Bon, moi le meilleur truc que j'ai trouvé c'est de me droguer. Ok, ce n'est pas super correct de faire l'apologie de la drogue. Il n'empêche que depuis que j'ai découvert les bêta-bloquants, je suis un poil plus rassurée à l'idée d'aller faire ma Sharon Stone au micro. Parce que cette came, c'est fou l'effet qu'elle te fait. Même pas t'es dans les vappes. Juste ton coeur, il peut pas battre plus vite que celui d'un serpent en pleine mue.

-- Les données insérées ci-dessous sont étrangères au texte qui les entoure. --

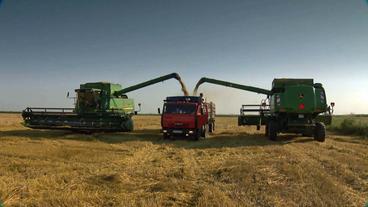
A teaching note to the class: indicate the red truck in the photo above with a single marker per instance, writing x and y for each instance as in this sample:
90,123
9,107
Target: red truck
188,116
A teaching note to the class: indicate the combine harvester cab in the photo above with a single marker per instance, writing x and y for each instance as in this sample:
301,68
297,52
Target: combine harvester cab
187,116
292,106
99,106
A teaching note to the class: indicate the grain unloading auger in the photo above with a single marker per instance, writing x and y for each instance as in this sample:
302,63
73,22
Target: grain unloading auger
100,106
292,105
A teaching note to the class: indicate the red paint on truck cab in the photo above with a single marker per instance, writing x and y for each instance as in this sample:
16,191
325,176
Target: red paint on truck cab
187,116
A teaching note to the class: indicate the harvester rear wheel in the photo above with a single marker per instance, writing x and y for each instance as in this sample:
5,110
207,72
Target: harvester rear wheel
206,131
272,130
211,127
320,132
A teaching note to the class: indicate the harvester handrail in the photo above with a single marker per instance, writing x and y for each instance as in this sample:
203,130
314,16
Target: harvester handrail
232,85
45,110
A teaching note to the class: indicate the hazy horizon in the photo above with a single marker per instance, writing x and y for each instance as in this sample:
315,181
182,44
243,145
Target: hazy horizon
48,48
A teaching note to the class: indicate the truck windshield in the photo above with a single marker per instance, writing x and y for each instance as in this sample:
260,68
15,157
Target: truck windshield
179,108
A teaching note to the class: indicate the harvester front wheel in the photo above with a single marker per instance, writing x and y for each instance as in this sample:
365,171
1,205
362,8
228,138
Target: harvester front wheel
320,132
272,130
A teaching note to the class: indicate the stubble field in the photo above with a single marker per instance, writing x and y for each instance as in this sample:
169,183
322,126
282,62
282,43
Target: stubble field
236,166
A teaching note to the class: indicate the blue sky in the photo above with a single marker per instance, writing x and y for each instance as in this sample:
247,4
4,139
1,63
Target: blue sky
49,47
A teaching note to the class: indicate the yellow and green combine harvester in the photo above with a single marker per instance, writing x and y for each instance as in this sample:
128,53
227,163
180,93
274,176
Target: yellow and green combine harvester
99,106
292,105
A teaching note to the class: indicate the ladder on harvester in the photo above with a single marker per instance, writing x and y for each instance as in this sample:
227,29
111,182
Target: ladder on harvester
247,116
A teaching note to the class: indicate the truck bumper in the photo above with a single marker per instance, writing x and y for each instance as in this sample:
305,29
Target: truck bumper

Genre dans ta tête t'es en plein nervous breakdown, ton cerveau il envoie plein de signaux à ton corps pour qu'il se mette en mode "panique" avec mains moites, coeur à 200 à l'heure, gorge serrée, voix de fausset étranglée et jambes flageolantes. Sauf que les signaux, ils sont carrément stoppés par la pilule que t'as pris. Et ton coeur, il continue à la jouer Laure Manaudou. Tranquille. Hyper bizarre comme sensation. A l'intérieur de toi tu es vraiment borderline mais à l'extérieur, tu es trop maître de toi même.

 

Bon, après en général tu dors le reste de la journée parce que tout de même, ton organisme, il est grave au ralenti. N'empêche que pendant un instant, un instant seulement, tu as fait illusion: même pas peur.

 

Edit: Il va de soi que ce genre de drogue est prescrite sur ordonnance par un médecin, qu'elle a probablement des contre indications et que c'est très mal d'utiliser des béquilles comme celles-ci. N'empêche que ça m'a récemment sauvé la mise.